Recent hateful targeting of journalists – predominantly women of colour – has sparked condemnation by community and political leaders.
But for columnists, who share their opinions for a living, this isn’t a new issue.
While the digital age has brought unprecedented access to information, our society has also seen a proliferation of online harassment, especially for those in the public domain.
Our guests will share their experiences and discuss approaches to help end online hate, threats and harassment directed at journalists.

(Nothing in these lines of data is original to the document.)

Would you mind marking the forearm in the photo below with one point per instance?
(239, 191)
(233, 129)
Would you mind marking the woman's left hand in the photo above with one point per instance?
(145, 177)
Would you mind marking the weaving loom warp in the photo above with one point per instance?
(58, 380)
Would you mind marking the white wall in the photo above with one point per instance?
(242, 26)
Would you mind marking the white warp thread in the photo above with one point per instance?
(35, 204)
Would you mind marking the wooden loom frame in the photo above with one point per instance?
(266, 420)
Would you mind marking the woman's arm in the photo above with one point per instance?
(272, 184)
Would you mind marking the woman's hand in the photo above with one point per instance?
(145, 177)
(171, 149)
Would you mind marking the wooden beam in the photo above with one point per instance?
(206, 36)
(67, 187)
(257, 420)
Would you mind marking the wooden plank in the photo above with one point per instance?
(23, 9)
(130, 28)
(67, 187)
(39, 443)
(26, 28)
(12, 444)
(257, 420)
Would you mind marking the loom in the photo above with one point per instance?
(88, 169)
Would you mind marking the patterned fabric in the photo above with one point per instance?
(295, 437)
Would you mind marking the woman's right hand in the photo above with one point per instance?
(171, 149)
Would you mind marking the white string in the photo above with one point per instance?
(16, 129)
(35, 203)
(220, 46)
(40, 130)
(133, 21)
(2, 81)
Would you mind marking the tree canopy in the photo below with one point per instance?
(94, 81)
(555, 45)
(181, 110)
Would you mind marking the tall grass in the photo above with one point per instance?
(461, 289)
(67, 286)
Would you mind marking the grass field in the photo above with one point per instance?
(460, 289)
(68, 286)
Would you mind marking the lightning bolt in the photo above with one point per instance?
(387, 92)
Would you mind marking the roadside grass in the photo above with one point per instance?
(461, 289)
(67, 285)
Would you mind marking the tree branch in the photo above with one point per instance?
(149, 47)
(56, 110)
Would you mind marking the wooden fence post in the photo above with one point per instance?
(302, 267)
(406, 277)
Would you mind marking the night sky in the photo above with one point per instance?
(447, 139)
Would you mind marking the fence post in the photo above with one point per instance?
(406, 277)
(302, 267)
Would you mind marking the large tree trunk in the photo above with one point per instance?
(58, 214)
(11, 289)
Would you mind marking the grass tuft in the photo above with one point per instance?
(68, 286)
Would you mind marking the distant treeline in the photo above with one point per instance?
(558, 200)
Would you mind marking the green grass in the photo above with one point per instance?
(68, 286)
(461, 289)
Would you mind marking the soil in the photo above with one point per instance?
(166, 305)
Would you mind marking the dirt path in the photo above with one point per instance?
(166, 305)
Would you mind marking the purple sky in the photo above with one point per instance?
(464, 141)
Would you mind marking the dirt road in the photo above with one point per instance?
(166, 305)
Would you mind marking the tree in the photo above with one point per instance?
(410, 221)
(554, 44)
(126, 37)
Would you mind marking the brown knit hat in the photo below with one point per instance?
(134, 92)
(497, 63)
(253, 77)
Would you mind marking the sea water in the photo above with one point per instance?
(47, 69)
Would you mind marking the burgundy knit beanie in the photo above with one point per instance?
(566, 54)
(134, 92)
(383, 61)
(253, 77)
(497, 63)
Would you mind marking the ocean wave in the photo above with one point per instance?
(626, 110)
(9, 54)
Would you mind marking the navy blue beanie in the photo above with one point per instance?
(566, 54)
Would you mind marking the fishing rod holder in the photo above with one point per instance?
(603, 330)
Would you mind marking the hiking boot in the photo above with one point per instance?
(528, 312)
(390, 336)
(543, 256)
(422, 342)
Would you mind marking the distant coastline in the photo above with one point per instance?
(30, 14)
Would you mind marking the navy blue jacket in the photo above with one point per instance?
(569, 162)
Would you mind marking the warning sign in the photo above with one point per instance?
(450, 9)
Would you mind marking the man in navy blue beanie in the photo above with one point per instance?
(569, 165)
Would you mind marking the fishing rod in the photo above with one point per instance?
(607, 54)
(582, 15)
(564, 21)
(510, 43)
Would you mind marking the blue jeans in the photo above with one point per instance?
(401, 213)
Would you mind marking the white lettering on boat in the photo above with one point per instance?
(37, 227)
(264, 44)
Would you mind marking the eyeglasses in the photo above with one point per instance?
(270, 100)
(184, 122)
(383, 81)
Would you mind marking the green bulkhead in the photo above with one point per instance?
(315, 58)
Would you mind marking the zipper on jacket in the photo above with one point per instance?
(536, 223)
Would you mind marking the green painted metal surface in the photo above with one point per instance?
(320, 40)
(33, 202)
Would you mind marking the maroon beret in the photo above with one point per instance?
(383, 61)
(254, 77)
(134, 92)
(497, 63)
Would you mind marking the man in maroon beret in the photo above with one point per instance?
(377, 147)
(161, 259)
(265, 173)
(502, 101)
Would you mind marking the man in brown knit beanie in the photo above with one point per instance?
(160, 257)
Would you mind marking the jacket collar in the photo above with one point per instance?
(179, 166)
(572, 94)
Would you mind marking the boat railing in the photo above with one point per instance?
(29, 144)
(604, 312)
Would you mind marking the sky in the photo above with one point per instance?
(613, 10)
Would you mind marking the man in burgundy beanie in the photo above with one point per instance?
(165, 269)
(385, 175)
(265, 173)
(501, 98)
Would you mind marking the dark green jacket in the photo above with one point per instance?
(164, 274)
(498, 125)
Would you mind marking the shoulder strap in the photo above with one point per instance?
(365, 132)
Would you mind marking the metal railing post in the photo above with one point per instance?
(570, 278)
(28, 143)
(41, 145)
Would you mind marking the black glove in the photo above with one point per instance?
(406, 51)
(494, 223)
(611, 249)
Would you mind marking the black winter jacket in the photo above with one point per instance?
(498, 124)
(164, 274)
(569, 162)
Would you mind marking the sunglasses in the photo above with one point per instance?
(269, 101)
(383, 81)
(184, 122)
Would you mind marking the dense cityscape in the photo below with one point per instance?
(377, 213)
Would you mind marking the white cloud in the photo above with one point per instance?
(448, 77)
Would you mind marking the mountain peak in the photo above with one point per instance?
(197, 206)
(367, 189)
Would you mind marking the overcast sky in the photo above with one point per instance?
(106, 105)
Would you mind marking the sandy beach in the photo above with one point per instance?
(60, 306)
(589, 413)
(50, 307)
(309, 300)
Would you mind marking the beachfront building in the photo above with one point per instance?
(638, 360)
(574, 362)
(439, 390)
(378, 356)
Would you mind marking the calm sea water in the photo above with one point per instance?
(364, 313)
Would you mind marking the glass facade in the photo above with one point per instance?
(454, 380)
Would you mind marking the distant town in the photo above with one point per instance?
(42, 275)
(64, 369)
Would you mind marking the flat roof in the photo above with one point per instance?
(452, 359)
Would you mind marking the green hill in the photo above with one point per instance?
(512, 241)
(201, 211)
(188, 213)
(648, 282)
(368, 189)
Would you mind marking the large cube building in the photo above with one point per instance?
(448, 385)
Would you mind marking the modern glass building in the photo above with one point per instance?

At the next Canadian Journalism Foundation’s (CJF) J-Talks Live free webcast on Thursday, October 28 at 1 p.m. ET, newspaper columnists Daphne Bramham, Vancouver Sun, Shree Paradkar, Toronto Star and Elizabeth Renzetti, The Globe and Mail, will explore the contemporary challenges faced by columnists.
“A strong, diverse media is vital for a well-informed, democratic society,” says CJF Executive Director Natalie Turvey, “We need big voices in Canada’s newsrooms to explore complex subjects, bear witness and provide knowledgeable comment on the issues of the day. We are thrilled to have Daphne, Shree and Elizabeth share their experiences and discuss approaches to help end online hate, threats and harassment directed at journalists.”
Daphne Bramham has been a columnist with the Vancouver Sun since 2000 and has written extensively about the rights of children, women, and animals. Bramham’s 2008 book, The Secret Lives of Saints: Child Brides and Lost Boys in Canada’s Polygamous Mormon Sect, was a finalist for three national, non-fiction book awards.
Shree Paradkar writes on anti-oppression and social justice issues. Paradkar is also the Toronto Star‘s – and Canada’s – first internal ombud, a position created to develop an anti-racist newsroom. Winner of two Amnesty Awards for Human Rights reporting, Paradkar is the author of Betrayed: My cousin’s wrongful conviction for the murder of her daughter, Aarushi.
Elizabeth Renzetti’s column runs weekly in the Globe and Mail where she is also a feature writer. She is the author of two books, the essay collection Shrewed: A Wry and Closely Observed Look at the Lives of Women and Girls and the novel Based on a True Story. In 2020, she won the Landsberg Award for her reporting on gender equality.
Together, they will be in conversation with Anna Maria Tremonti, one of Canada’s best-known journalists and host of the CBC podcast More.
This free virtual event is part of the CJF’s J-Talks Live program that explores pressing journalistic issues.